We must have gotten in some kind of petty argument... like the kinds that couples go through (which means it was probably over nothing. See "Mad" by Ne-Yo). Perhaps we were arguing about boys, homework or maybe it was around the times that she left me at the mall by myself. Or, maybe it was when I left her at the mall by herself. Whatever it was, there was definitely some easily accessible, underlying and hovering tension that we could muster from our jagged friendship. All the times that we'd probably tucked away and placed under our hearts. The arguments were constant back-and-forths, jabs at each other's self-proclaimed Pinay pride (as ascribed on and contradictory to our AOL profiles and photo studio-ed out binder covers): I threw out the time she ditched me and my hair appointment with her for my first Prom, she threw it back at me saying that she deserved to have her own fun that night; I'll never forget the way she hung up on my first heartbreak for her own chance at first love, and likewise, she'll never let me live down the way I left her hanging as I ditched cotillion (or some dance) practice so that I could grab an after-school snack with a boy. She wasn't mad that I ditched, she was mad because she found out when we ended up at the same eatery down the block. I may never forgive myself for feeling ashamed to call her my friend after my auntie announced and denigrated witnessing her dually visible lower back and pelvic tattoo from a distance. Mary Joyce confided that she felt similarly when her mother told her to follow my footsteps to a university. We threw punches and took hits before Pacquiao ever made it big. Whatever the argument was - and there were many - I remember her subsequent "dogging" me when we didn't reach a resolution.

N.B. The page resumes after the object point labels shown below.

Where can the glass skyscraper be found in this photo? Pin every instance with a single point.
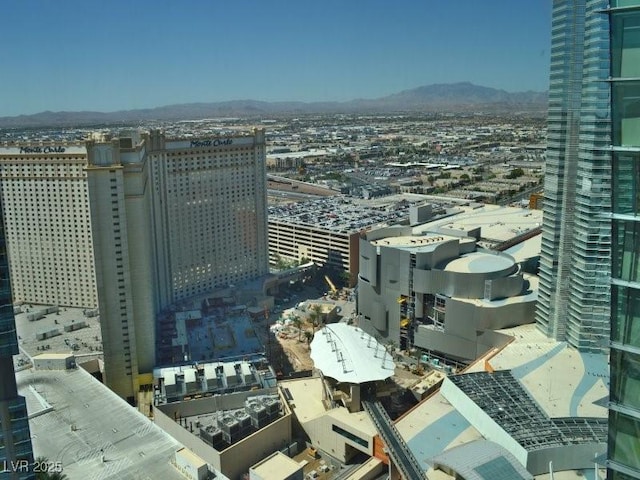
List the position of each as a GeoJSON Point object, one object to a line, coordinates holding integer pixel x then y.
{"type": "Point", "coordinates": [624, 401]}
{"type": "Point", "coordinates": [573, 298]}
{"type": "Point", "coordinates": [16, 454]}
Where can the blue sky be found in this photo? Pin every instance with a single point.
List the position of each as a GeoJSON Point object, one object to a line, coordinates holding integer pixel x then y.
{"type": "Point", "coordinates": [117, 54]}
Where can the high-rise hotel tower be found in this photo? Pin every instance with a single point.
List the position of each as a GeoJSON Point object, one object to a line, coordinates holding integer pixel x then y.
{"type": "Point", "coordinates": [624, 397]}
{"type": "Point", "coordinates": [132, 225]}
{"type": "Point", "coordinates": [573, 298]}
{"type": "Point", "coordinates": [16, 454]}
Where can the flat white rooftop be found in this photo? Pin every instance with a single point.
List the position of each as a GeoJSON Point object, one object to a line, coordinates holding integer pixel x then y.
{"type": "Point", "coordinates": [563, 382]}
{"type": "Point", "coordinates": [83, 420]}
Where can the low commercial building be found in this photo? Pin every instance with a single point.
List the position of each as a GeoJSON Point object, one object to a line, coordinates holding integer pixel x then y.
{"type": "Point", "coordinates": [276, 467]}
{"type": "Point", "coordinates": [437, 292]}
{"type": "Point", "coordinates": [326, 231]}
{"type": "Point", "coordinates": [232, 432]}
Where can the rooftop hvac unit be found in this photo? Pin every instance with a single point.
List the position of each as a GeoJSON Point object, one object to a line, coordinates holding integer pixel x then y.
{"type": "Point", "coordinates": [272, 405]}
{"type": "Point", "coordinates": [229, 424]}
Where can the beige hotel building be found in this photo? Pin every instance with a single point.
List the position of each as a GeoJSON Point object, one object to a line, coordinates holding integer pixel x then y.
{"type": "Point", "coordinates": [132, 225]}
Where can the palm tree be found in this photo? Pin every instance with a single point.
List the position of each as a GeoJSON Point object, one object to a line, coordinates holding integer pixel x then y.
{"type": "Point", "coordinates": [313, 317]}
{"type": "Point", "coordinates": [297, 322]}
{"type": "Point", "coordinates": [317, 310]}
{"type": "Point", "coordinates": [309, 336]}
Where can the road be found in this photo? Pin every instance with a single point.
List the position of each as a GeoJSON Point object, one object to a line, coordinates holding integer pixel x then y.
{"type": "Point", "coordinates": [397, 449]}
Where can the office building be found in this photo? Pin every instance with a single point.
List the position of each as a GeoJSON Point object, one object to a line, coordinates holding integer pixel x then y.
{"type": "Point", "coordinates": [624, 398]}
{"type": "Point", "coordinates": [132, 225]}
{"type": "Point", "coordinates": [16, 452]}
{"type": "Point", "coordinates": [573, 300]}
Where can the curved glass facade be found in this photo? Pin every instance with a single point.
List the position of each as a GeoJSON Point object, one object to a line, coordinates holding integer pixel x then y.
{"type": "Point", "coordinates": [624, 399]}
{"type": "Point", "coordinates": [574, 287]}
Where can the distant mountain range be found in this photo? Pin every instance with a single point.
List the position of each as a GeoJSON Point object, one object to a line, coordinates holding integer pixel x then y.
{"type": "Point", "coordinates": [454, 97]}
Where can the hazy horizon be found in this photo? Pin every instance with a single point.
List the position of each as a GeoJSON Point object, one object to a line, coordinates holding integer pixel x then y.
{"type": "Point", "coordinates": [81, 56]}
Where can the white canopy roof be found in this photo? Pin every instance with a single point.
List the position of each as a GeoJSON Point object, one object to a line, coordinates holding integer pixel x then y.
{"type": "Point", "coordinates": [349, 354]}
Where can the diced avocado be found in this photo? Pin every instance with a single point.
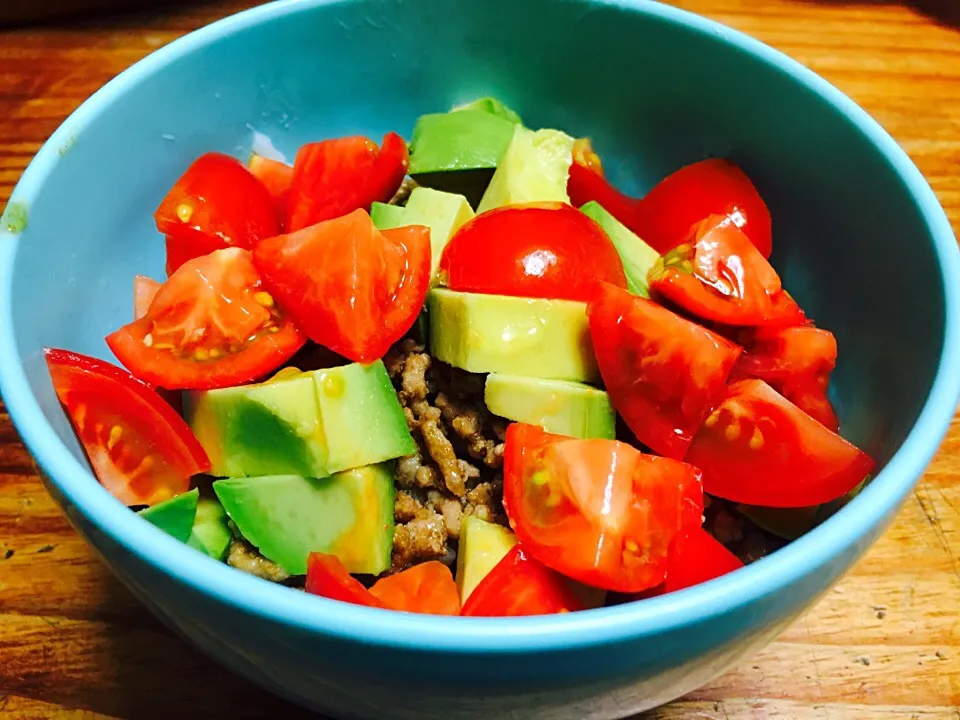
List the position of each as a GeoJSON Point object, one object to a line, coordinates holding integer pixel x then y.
{"type": "Point", "coordinates": [490, 105]}
{"type": "Point", "coordinates": [386, 216]}
{"type": "Point", "coordinates": [482, 545]}
{"type": "Point", "coordinates": [534, 168]}
{"type": "Point", "coordinates": [638, 257]}
{"type": "Point", "coordinates": [558, 406]}
{"type": "Point", "coordinates": [211, 534]}
{"type": "Point", "coordinates": [174, 516]}
{"type": "Point", "coordinates": [310, 424]}
{"type": "Point", "coordinates": [442, 212]}
{"type": "Point", "coordinates": [529, 337]}
{"type": "Point", "coordinates": [286, 517]}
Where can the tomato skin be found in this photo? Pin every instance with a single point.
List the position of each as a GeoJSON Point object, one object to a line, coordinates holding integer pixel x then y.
{"type": "Point", "coordinates": [327, 577]}
{"type": "Point", "coordinates": [215, 204]}
{"type": "Point", "coordinates": [758, 448]}
{"type": "Point", "coordinates": [120, 421]}
{"type": "Point", "coordinates": [664, 373]}
{"type": "Point", "coordinates": [598, 511]}
{"type": "Point", "coordinates": [796, 362]}
{"type": "Point", "coordinates": [425, 588]}
{"type": "Point", "coordinates": [519, 585]}
{"type": "Point", "coordinates": [718, 276]}
{"type": "Point", "coordinates": [334, 177]}
{"type": "Point", "coordinates": [541, 250]}
{"type": "Point", "coordinates": [349, 287]}
{"type": "Point", "coordinates": [216, 298]}
{"type": "Point", "coordinates": [663, 218]}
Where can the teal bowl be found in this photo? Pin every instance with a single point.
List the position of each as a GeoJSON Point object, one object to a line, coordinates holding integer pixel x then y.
{"type": "Point", "coordinates": [860, 240]}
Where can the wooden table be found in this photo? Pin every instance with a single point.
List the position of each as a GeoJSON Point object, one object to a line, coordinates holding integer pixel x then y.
{"type": "Point", "coordinates": [884, 644]}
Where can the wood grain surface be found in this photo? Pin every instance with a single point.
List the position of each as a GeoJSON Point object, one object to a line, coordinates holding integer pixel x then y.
{"type": "Point", "coordinates": [884, 644]}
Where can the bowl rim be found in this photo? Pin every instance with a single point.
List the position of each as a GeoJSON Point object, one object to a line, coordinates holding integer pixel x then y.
{"type": "Point", "coordinates": [851, 526]}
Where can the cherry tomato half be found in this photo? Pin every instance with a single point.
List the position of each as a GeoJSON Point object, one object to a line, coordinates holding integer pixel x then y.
{"type": "Point", "coordinates": [210, 325]}
{"type": "Point", "coordinates": [598, 511]}
{"type": "Point", "coordinates": [350, 287]}
{"type": "Point", "coordinates": [758, 448]}
{"type": "Point", "coordinates": [140, 449]}
{"type": "Point", "coordinates": [542, 250]}
{"type": "Point", "coordinates": [709, 187]}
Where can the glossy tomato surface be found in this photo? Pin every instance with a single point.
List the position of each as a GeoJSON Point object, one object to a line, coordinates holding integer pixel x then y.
{"type": "Point", "coordinates": [541, 250]}
{"type": "Point", "coordinates": [210, 325]}
{"type": "Point", "coordinates": [140, 449]}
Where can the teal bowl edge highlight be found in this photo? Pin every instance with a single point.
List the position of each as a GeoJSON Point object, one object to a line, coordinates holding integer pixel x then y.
{"type": "Point", "coordinates": [851, 527]}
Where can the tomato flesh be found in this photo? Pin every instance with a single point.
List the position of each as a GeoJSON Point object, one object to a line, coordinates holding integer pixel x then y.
{"type": "Point", "coordinates": [140, 449]}
{"type": "Point", "coordinates": [718, 276]}
{"type": "Point", "coordinates": [519, 585]}
{"type": "Point", "coordinates": [210, 325]}
{"type": "Point", "coordinates": [217, 203]}
{"type": "Point", "coordinates": [350, 287]}
{"type": "Point", "coordinates": [335, 177]}
{"type": "Point", "coordinates": [664, 373]}
{"type": "Point", "coordinates": [425, 588]}
{"type": "Point", "coordinates": [598, 511]}
{"type": "Point", "coordinates": [796, 362]}
{"type": "Point", "coordinates": [758, 448]}
{"type": "Point", "coordinates": [709, 187]}
{"type": "Point", "coordinates": [541, 250]}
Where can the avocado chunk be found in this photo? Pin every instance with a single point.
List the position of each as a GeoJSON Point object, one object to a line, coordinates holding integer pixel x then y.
{"type": "Point", "coordinates": [210, 535]}
{"type": "Point", "coordinates": [558, 406]}
{"type": "Point", "coordinates": [638, 257]}
{"type": "Point", "coordinates": [529, 337]}
{"type": "Point", "coordinates": [534, 168]}
{"type": "Point", "coordinates": [310, 424]}
{"type": "Point", "coordinates": [174, 516]}
{"type": "Point", "coordinates": [286, 517]}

Dogging, like mean mugging or straight up hating is all the same. Usually, it's mistaken. Mary Joyce and I clashed the most in silence. That's when we didn't speak up, or when we made our assumptions and were left to think the worst and best of each other. Sometimes, we didn't allow space for a conversation because of this funk we'd created. We even shot stares at other females and got them in return. We've shared good times and we've grown from the pain that we shared and did unto each other. But there is always something deeper to discover. There is always a lesson to be learned. Our friendship wasn't necessarily deficient, we may have just had a lot of "downs" and then "ups." I've grown into Pinayism and will profess it so that my sisters could find validation in their trying times. It will be difficult to build esteem and beauty without remembering the glances and heated exchanges down hallways wedged in between smiles at home and school.

The movie Mean Girls and its girl world are certainly not relegated to suburban white females, although it does capture the essence of dogging and ensuing self-destruction which is evident in Pinays and the act of dogging. I've found that speaking up is only half the battle against such tension. We have a lot of healing to do. The act of "dogging" is widely recognized, performed yet seldom discussed as a community issue.

What do you think we can do about this? Do you/did you have similar/different experiences? Why do you think this happens?